Kayla’s job dealt with education and empathy, so she had us line up at one end of the room and take steps forward or backward based on our personal backgrounds.
For example, if we’d grown up with two parents in the same household, we took a step forward. If our parents had college educations, we took a step forward. If we were gay, a woman, black or the child of divorced parents, we took a step or two back.
The point of the exercise was just to illustrate inequality in society and that not everyone has the same advantages. It didn’t mean that people didn’t overcome their circumstances — only that some started at more of a disadvantage than others.
The goal was to increase awareness, not make anyone feel guilty. Guilt was just a bonus.
As the white, heterosexual son of two high school teachers who owned the house I grew up in, I expected to finish at the very front of the pack.
While I can huff about how I was raised by single mother who raised three kids on the poor salary of a math teacher, how I’m from an economically depressed part of the country with a drug problem or even how my hairline has receded into the sea, I am completely aware that I am a card-carrying member of a more privileged group.
White men run the country. They have always run the country, even when the president wasn’t white. And while I personally may not run much more than a lawnmower, I have benefited from being part of that group.

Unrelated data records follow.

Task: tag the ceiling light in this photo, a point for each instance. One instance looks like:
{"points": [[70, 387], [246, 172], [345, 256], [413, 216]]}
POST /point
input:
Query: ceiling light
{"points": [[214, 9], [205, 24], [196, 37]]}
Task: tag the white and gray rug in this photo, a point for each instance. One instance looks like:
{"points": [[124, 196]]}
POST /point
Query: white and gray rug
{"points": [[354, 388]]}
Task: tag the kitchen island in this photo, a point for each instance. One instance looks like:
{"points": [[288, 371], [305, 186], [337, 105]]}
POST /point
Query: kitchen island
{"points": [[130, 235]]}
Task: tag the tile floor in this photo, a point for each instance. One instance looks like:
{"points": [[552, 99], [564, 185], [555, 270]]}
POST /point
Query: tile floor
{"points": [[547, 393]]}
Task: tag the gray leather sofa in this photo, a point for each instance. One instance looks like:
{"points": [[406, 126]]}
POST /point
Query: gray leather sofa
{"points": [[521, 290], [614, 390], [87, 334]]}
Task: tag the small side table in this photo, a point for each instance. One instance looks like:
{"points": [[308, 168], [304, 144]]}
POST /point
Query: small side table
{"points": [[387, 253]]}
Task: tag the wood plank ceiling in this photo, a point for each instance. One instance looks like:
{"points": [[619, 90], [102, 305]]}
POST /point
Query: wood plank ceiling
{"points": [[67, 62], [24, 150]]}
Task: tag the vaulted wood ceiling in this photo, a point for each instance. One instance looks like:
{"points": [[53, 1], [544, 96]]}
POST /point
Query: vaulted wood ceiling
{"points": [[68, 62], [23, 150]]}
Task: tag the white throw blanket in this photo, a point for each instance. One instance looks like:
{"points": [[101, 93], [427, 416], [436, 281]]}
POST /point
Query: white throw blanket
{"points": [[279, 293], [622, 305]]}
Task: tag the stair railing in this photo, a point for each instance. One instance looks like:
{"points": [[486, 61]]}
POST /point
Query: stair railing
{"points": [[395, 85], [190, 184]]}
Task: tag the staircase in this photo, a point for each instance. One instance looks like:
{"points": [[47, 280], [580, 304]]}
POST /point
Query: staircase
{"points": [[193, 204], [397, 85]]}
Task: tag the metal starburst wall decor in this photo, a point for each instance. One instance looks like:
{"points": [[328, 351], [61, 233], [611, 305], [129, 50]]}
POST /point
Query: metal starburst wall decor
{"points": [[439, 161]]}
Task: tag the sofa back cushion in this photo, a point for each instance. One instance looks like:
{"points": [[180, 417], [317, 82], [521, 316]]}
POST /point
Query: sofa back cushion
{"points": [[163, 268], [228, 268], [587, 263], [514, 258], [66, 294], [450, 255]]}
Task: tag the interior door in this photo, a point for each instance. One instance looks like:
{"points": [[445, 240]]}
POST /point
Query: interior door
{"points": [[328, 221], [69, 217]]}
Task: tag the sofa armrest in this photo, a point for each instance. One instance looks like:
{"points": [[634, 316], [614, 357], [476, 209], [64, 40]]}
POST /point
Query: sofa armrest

After a brief discussion of observations about the exercise, we went downstairs to the gym and ran a drill using timed, pre-recorded tones. The object was to get from one side of the room to the other before the tone sounded. Then we turned around and did it again. The time between the tones became shorter and shorter.
Once you either failed to make it across the room in time or just ran out of gas, you were considered out, though nobody said anything if you kept running.
I did OK. I didn’t make it through the entire drill, but like the Privilege Walk, I finished somewhere in the middle. Then we played the most chaotic basketball game I’d ever played sober.
There were no real rules. Dribbling was fine. Not dribbling was fine. Grabbing the ball and sprinting toward the basket was fine. Nobody was keeping score. As long as nobody drew blood, fouls were fine.
We divided up into teams, but because there were 12 of us, so we rotated the spare two players in and out to replace whoever wanted to take a break.
When the replaced players came back in, they generally took over for one of the players on the opposing team.
Fifteen minutes into the game, nobody remembered who was on which side. You passed the ball at your own peril, and if they shot the ball into the correct basket, hooray.
Nobody took the game seriously. Everyone could play, including a 7-year-old boy named Luka, who’d been lingering on the side of the court watching the mob of us run back and forth.
Finally, his mother did what he’d been too shy to do. She asked if he could play.
The River 6 Team didn’t just let the boy on the court. They handed him the ball.